One of the gravest concerns for India is the wishy-washy middle order. VVS Laxman who has been touted as the most successful Indian Test batsman in South African conditions, with a robust average of over 41, has far from lived up to expectations. After he collapsed with the rest of the pack on Day 1 of the first Test at Centurion, it was hoped he would pull up his socks and deliver in the second innings. But even though, Tendulkar and Dravid had wrested back some of the initiative by the time he arrived at the crease, Laxman gifted his wicket away. He will have to make his presence count this time around if India is to entertain any hopes of overpowering the Proteas.
Meanwhile, the No. 6 spot has turned a source of much worry for the tourists with Suresh Raina consistently disappointing in that position over the last several games. He now has scores of 32, 3, 20, 3, 1 and 5 in his last six Test innings. In light of the grim situation, a desperate management is seriously considering swapping him for back-up batsman Cheteshwar Pujara. Both players have been provided ample time in batting sessions as options for a final-day modification to the line-up have been left wide open.
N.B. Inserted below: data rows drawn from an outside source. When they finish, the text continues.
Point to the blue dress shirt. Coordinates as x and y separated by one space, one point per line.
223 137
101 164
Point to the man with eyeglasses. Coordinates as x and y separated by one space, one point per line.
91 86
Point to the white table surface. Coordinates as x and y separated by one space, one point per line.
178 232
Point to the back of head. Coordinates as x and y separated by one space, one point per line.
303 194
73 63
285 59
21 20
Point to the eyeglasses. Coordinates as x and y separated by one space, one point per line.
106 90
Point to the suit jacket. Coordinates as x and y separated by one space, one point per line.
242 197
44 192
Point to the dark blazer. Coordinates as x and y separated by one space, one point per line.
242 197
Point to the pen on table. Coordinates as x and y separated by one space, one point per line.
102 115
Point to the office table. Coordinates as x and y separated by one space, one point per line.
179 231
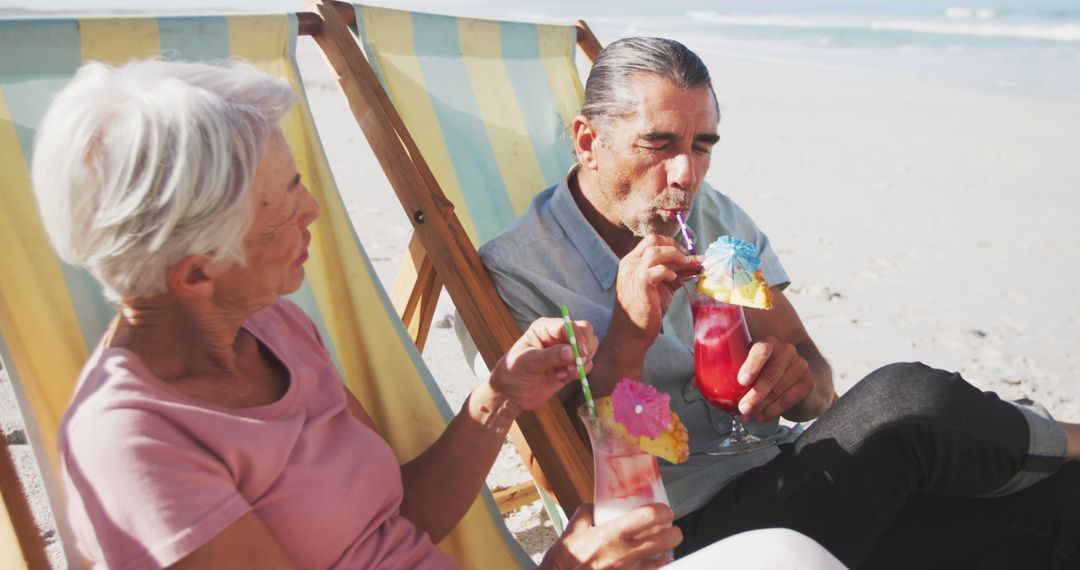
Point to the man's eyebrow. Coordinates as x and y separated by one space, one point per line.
663 136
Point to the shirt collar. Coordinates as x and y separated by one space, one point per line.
599 258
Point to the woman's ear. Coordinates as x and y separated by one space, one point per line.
191 277
584 138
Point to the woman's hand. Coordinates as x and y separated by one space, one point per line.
542 362
639 539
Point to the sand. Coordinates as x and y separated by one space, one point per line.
919 220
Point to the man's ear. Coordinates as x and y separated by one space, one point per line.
191 277
584 138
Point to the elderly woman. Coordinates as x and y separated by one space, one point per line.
210 428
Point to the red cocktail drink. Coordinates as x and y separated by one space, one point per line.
720 343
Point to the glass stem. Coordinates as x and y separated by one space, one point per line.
739 433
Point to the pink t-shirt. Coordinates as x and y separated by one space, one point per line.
151 475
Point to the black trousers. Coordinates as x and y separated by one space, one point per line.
891 477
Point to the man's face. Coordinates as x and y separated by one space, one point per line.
650 163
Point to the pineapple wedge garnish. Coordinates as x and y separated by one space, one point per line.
672 445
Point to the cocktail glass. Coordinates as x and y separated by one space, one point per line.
626 477
720 344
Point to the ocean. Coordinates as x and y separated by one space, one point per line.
1030 45
1027 45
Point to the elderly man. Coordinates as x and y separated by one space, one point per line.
912 461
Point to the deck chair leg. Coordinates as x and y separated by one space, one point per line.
21 543
416 292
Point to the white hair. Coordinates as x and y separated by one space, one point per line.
139 165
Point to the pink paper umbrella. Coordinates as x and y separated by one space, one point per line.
642 409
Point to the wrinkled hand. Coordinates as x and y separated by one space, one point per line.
646 283
779 378
639 539
542 362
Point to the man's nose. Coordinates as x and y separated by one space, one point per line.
680 172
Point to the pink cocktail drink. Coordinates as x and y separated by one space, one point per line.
720 344
626 477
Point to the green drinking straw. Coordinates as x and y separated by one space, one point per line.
579 362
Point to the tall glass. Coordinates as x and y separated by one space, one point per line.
720 344
626 477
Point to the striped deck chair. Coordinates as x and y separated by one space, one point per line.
52 315
469 119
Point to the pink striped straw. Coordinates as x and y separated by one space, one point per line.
686 233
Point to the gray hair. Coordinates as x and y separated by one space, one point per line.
139 165
608 87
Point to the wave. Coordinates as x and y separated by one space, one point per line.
1066 32
969 13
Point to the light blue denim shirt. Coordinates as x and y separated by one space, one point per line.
553 256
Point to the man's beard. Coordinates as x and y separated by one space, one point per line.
652 224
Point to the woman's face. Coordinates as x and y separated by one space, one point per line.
277 243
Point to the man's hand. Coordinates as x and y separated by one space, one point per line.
647 280
541 362
779 379
639 539
786 372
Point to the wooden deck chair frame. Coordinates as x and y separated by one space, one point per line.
441 254
21 543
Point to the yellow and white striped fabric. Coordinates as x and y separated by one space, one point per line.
489 105
52 315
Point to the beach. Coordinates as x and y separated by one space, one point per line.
918 218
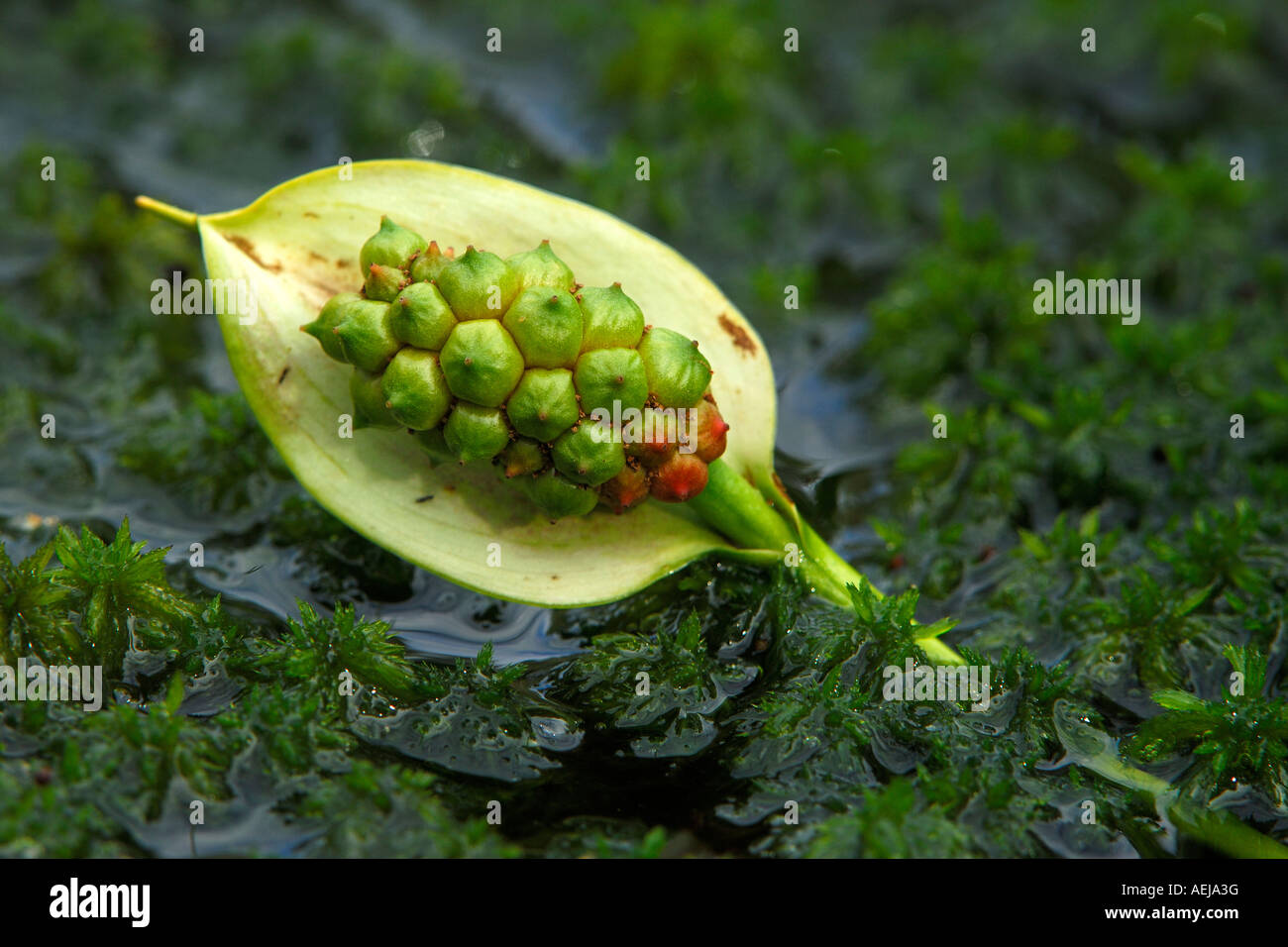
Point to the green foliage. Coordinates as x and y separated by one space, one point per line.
1061 431
1243 737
Raina, unfortunately, finds himself at square one where his performance in the Rainbow Nation is concerned. The manner in which he got out at Centurion last week and the way he was dismissed in Nov 2006 at Durban when India collapsed in an ODI against the hosts, is eerily similar. On both occasions he poked outside the offstump to bouncy deliveries while keeping his feet pinned to the ground and in the process picked up fatal edges to a slip fieldsman.
But surely, a batsman of his calibre and experience is capable of better. After all,he is one of the few batters in the world to notch up centuries in all three formats of the game, while also completing a highly-prosperous Champions League in South Africa itself this year. One will have to wait and see if he gets a chance to play out his poor run and strike form in Durban.
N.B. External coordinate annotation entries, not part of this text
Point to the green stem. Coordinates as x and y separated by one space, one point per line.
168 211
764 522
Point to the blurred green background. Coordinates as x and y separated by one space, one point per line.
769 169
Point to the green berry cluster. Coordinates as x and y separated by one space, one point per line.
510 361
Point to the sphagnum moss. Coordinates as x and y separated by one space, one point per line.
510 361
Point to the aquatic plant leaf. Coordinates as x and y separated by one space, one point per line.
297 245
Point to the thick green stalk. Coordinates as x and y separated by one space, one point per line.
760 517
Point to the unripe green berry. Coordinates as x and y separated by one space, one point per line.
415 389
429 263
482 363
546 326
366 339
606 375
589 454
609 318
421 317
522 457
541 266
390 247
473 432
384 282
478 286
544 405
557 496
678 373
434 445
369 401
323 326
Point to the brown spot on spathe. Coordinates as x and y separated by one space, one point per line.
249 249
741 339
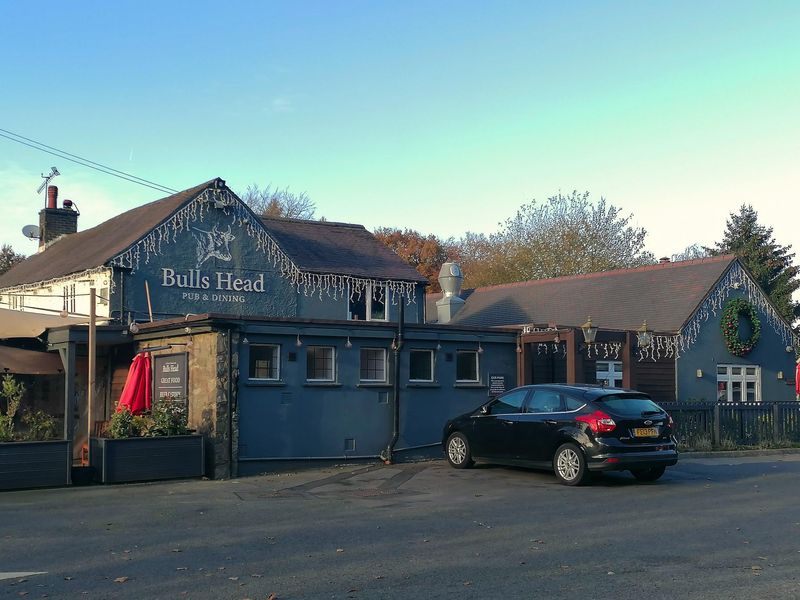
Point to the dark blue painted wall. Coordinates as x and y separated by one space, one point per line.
709 351
296 419
183 279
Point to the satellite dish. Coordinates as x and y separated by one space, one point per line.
31 232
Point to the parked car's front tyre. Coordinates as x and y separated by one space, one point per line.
458 453
569 465
651 474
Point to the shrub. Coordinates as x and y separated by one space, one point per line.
168 418
40 426
125 424
13 391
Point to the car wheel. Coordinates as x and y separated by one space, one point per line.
651 474
570 465
458 454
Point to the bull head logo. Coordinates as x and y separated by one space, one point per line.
213 244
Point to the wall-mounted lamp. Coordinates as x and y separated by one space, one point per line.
589 331
644 336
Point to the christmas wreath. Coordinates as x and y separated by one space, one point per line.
739 307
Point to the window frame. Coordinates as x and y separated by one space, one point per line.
384 362
368 293
432 365
332 379
614 368
277 356
743 378
476 354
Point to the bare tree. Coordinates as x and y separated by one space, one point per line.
279 202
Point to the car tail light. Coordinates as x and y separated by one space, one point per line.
598 421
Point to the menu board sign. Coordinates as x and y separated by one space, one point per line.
169 377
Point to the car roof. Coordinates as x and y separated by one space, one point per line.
590 391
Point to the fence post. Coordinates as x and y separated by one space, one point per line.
776 414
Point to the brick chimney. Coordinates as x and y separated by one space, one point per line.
55 222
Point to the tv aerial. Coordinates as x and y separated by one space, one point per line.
53 173
31 232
Where the bowling is concerned, India will be biting its nails in anticipation of the showing from it bolstered up attack. Zaheer has pulled himself out of injury to rejoin his fellow pacemen and will hopefully lead them at Durban. But he isn't the deadly weapon he used to be. His pace has depreciated, his swing has reduced and his ability to off or leg-cut the ball has also diminished while his bowling average and strike rate have dipped in recent years.
Sreesanth too appears to have lost the midus touch that showed face during his last tour of South Africa. Back then, his prowess at maintaining a stable seem while giving his deliveries a rip, ensured that he took 8 wickets in the first Test that India won, and a top-tally of 18 in the series.
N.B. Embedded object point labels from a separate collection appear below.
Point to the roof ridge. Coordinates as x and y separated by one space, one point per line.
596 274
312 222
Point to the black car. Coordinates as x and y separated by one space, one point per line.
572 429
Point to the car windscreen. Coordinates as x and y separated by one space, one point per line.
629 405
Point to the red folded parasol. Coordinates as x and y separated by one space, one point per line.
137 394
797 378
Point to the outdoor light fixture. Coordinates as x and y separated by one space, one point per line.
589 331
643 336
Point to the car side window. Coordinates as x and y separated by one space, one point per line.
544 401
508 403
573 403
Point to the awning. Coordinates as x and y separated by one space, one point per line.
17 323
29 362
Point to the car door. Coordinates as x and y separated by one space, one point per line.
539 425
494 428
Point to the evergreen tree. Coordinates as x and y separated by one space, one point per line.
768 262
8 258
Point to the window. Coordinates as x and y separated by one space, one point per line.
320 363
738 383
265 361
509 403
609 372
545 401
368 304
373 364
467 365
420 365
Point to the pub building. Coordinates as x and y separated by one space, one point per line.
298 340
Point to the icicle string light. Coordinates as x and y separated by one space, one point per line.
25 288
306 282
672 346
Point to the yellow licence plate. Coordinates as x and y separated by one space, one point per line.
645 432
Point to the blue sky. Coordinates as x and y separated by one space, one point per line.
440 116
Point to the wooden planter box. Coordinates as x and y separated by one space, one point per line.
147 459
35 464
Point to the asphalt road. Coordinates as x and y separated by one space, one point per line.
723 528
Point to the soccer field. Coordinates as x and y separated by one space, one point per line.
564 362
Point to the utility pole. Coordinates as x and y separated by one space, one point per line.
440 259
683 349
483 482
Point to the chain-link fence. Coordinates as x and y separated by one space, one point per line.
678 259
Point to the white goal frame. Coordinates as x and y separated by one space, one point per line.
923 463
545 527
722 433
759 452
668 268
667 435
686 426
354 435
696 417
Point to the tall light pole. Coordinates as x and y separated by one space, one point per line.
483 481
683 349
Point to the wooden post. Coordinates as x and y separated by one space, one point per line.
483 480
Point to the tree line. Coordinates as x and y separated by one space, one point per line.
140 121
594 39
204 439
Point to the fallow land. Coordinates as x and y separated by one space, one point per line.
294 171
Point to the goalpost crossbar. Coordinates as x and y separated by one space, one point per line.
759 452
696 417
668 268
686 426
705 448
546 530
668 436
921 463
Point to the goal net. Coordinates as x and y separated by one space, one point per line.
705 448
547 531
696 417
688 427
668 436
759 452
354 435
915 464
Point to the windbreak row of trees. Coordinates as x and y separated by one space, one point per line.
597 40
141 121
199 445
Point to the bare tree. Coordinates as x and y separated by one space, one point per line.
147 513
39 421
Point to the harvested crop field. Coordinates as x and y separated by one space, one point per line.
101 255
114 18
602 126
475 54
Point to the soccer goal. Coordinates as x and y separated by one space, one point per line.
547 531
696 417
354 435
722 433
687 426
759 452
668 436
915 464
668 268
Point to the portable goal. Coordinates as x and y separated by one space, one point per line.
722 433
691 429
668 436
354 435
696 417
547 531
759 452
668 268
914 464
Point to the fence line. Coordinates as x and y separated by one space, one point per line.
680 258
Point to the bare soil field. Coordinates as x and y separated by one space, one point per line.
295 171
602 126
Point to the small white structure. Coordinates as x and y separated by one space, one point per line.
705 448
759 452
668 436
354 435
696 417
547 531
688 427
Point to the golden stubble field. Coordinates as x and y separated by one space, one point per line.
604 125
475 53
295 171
Meanwhile, Ishant Sharma was more fortunate than deserving when he picked up his two wickets at Centurion. He will have to make maximum use of his 6"5' frame to extract whatever bounce is on offer. All the bowlers, including Harbhajan Singh and Suresh Raina, will have to at least ensure that the opposition doesn't score at nearly 5 an over again!
South Africa, on the other hand, have everything going for them. The top order is in blistering form with three out of five batsman that figured in their side's sole innings, going on to make big centuries. The openers provided them the ultimate platform by wearing off the shine of the new ball and picking substantial runs along the way. India will have to nip their extravagant plans in the bud if the tourists are to have any hope of bowling out the hosts.
The new-ball bowling pair of Dale Steyn and Morne Morkel have shown that they are terribly potent. India will have to counter their strategies of bounce and pace, while playing with a deft combination of caution and aggression.
All in all, a scintillating clash is on the cards at Durban. India have to come back hard at the opposition and they have to do it from early on. The hosts are no doubt, riding high on the crushing last victory and will be going all out for another win. India will have to hope that the weather stays moderately favorable and that too much dampness doesn't spell their downfall again.